Now Jesus was praying in a certain place, and when he finished, one of his disciples said to him, “Lord, teach us to pray, as John taught his disciples.” And he said to them, “When you pray . . . ” (Luke 11:1–2, esv).
Roughly 60 percent of Americans claim they pray daily. Another nearly 20 percent claim to pray weekly. Those statistics suggest that all kinds of praying is going on, yet there also seems to be evidence that what we call “prayer” doesn’t really fit God’s definition or expectations. If we dig under people’s reports about praying a lot, we would discover that many are going through the motions, treating prayer the same way they approach rolling dice. Many feel frustrated about prayer even as they try to practice it. They often mention prayer without actually addressing God. When they do voice their prayers, they are talking to someone they don’t even know. To them, God is the complete stranger on the street they might ask for help if things get bad enough. How sad and empty prayer must feel for many of them—for many of us.
As we develop the core disciplines of a sincere faith, we must include work on prayer. Even those of us who have grown up around praying people need instruction. Who better to talk to us about prayer than Jesus Christ.
The twelve disciples spent three years hanging out with Jesus. They watched Him, traveled with Him, and listened to Him. There is no record they ever asked Him, “Lord, teach us to teach,” even though He was a master teacher. Not once did they say, “Lord, teach us how to do miracles,” though we know He worked awesome wonders. As far as we know, the disciples’ only request like this was, “Lord, teach us to pray.”
With a front row seat to the life of Jesus Christ, what truly captured the disciples’ attention was His prayer life. Jesus had a habit of retreating from the demanding crowds and spending time alone with His Father in conversation, as seen in Mark 1:35. “And rising very early in the morning, while it was still dark, he departed and went out to a desolate place, and there he prayed.” Exposed to Jesus 24/7, the disciples concluded, “The thing we’ve got to figure out is the prayer thing. Jesus has that going on!”
Not surprising that Jesus, the second person of the Trinity, eternally in perfect communion with the Father, prioritized prayer. Jesus responded to the disciples’ request by introducing what we now call the Lord’s Prayer (Luke 11:2–4, see also the longer version recorded in Matthew 6:9–13).
Let’s camp today on the disciples’ request. They not only went to the right instructor, but they also went with the right intent. This was more than a plain “how-to” request; it was a “give-us-the-desire-to-pray” petition. After noting a pattern of prayer in Jesus’ life, they longed to see it replicated in their own lives. They saw Jesus slip out of the house to pray in the early morning while they rolled over for a little more sleep. They watched Jesus stop to thank His Father at various times, drawing attention to the bigger picture (see Jesus’ conversation with His Father outside Lazarus’s tomb, John 11:41–42).

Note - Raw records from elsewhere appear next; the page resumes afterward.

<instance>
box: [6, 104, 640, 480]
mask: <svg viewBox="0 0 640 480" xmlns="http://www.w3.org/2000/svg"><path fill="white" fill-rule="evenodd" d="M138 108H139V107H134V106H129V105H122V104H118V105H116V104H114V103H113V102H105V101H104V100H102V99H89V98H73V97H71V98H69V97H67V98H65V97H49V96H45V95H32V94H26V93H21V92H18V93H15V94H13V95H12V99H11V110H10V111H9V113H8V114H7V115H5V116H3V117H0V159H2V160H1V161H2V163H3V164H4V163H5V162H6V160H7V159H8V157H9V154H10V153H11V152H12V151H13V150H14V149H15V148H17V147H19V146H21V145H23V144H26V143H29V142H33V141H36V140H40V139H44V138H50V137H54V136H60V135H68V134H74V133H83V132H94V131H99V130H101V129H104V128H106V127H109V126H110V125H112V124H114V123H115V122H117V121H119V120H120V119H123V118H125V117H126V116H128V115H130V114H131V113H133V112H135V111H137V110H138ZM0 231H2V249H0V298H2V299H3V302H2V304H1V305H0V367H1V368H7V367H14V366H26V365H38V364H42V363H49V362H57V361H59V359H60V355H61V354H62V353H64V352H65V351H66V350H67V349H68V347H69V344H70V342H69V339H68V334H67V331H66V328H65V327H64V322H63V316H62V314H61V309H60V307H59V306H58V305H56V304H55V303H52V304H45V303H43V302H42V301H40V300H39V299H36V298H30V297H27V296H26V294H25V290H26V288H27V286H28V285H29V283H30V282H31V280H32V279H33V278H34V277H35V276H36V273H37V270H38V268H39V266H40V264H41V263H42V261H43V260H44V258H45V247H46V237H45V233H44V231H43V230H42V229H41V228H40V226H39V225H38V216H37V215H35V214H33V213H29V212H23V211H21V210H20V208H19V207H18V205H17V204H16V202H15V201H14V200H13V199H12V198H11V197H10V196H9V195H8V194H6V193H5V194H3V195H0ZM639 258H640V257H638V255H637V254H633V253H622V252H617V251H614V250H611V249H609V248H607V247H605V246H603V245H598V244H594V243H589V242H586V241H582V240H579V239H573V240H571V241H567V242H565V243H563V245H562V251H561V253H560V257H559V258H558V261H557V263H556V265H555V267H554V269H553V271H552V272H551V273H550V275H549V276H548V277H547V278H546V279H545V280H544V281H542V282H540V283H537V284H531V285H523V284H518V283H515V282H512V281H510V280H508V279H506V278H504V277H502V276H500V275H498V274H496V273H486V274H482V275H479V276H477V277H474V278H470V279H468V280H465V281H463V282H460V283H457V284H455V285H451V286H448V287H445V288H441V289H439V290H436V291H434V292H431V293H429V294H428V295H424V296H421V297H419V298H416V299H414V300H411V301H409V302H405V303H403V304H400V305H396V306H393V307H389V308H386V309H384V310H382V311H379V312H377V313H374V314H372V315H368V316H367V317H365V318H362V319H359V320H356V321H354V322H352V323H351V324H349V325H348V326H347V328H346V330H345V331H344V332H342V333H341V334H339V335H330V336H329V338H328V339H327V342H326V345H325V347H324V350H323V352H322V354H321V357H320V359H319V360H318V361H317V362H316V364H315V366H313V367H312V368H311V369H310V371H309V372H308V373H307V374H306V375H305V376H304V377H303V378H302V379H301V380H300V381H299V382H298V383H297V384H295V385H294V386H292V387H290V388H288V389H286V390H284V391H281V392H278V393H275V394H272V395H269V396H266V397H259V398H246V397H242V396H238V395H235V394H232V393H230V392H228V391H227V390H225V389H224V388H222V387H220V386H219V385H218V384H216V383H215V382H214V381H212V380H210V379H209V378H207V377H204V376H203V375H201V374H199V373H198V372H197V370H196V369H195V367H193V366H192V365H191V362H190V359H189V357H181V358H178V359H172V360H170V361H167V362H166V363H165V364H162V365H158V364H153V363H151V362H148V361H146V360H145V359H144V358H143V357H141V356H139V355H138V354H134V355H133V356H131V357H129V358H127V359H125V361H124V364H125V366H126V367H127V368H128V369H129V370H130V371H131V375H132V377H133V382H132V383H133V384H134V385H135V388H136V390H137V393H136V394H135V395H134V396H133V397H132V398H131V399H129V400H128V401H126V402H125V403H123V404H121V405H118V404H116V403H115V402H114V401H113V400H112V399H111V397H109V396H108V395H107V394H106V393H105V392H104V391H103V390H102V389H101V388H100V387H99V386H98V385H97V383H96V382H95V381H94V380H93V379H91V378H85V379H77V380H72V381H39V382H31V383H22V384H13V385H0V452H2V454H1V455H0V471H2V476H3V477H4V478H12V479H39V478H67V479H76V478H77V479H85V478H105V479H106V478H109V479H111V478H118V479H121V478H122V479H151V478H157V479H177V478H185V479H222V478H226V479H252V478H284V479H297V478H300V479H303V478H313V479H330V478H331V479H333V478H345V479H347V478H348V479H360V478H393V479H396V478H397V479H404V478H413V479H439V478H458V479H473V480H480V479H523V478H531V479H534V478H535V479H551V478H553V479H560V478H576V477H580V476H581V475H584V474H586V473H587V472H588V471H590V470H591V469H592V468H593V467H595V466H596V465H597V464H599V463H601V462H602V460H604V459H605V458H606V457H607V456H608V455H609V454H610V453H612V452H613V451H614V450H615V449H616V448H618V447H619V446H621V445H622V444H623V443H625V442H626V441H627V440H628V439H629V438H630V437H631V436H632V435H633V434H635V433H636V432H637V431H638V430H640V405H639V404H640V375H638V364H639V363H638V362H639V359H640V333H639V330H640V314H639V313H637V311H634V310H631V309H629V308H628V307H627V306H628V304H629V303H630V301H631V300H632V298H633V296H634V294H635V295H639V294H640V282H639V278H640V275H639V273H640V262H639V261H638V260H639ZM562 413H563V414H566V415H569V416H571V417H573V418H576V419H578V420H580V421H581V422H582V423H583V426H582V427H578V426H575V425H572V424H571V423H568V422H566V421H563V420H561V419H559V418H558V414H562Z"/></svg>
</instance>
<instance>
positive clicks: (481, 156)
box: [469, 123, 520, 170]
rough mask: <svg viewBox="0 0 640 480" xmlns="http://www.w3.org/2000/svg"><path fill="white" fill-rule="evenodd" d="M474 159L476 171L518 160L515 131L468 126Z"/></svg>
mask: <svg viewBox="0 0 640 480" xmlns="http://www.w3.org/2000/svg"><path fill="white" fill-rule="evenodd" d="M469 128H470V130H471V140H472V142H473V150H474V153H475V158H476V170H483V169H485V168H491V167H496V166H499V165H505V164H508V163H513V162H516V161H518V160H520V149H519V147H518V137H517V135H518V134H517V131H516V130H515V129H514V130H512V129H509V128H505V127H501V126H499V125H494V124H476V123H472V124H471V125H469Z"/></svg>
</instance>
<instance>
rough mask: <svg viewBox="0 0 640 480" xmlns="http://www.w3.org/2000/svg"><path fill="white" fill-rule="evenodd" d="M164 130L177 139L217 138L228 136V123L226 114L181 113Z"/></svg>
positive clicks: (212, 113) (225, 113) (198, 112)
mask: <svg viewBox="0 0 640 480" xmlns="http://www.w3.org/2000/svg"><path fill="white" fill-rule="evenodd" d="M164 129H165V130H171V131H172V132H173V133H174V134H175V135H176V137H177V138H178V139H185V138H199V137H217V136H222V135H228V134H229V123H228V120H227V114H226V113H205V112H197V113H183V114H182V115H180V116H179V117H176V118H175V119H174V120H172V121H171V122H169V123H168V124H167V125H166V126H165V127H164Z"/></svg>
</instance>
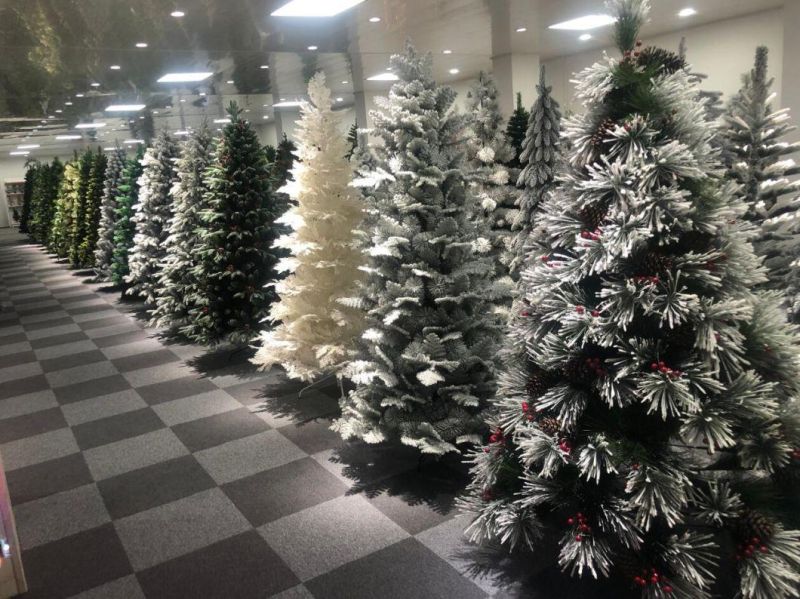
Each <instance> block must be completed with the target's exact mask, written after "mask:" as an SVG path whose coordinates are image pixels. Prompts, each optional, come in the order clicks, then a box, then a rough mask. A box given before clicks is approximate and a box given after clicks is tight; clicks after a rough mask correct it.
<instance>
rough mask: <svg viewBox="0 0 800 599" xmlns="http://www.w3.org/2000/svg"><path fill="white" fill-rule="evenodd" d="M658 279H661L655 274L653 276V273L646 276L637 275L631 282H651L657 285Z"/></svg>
mask: <svg viewBox="0 0 800 599" xmlns="http://www.w3.org/2000/svg"><path fill="white" fill-rule="evenodd" d="M659 281H661V279H659V278H658V277H657V276H653V275H650V276H648V275H639V276H636V277H633V282H634V283H652V284H653V285H658V283H659Z"/></svg>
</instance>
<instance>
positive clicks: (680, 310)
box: [464, 0, 800, 599]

Yes, they wanted direction from Jesus regarding prayer, but they also wanted motivation. Before He even gave them the pattern of the Lord’s Prayer, He graciously encouraged them with the words, “When you pray.” Not “if you pray” but “when you pray”—Jesus knew the disciples would pray. Driven by circumstances or as a spiritual discipline, the disciples would be talking to the Father in prayer.
They needed that expectation as much as we do. Our failure to pray rarely rises from lack of technique or subject matter. We often fail at prayer because we don’t keep at it. We try prayer but quickly give up. Yet prayer is the breathing of our spiritual life. Just as we can’t afford to stop pulling air into our lungs, so we also can’t survive spiritually without the healthy respirations of prayer.
When the disciples asked Jesus, “Lord, teach us to pray,” that simple request was in and of itself a prayer. Make that your persistent prayer for a few days. Ask Him out loud. If a specific direction or thought doesn’t come to mind, then read and reflect on the Lord’s Prayer. Spin off from certain lines of Jesus’ prayer, and expound with your own words. By giving us a model, Jesus wasn’t inviting rote repetition; He was offering a healthy pattern. Just as He taught His disciples to pray, so He is willing to teach us all things (John 14:26)—including how to pray.
Lord, teach me to pray. When I open my eyes in the morning, teach me to pray. When my head rests on the pillow at night, teach me to pray. When troubles, successes, sadness, and joy come my way, teach me to pray. When I fear, teach me to pray. When I am calm and resolved, teach me to pray. When I plan and when I fail, teach me to pray. And when I consider how very little time I have left on this earth, O Lord, teach me to pray. In Jesus’ name always, amen.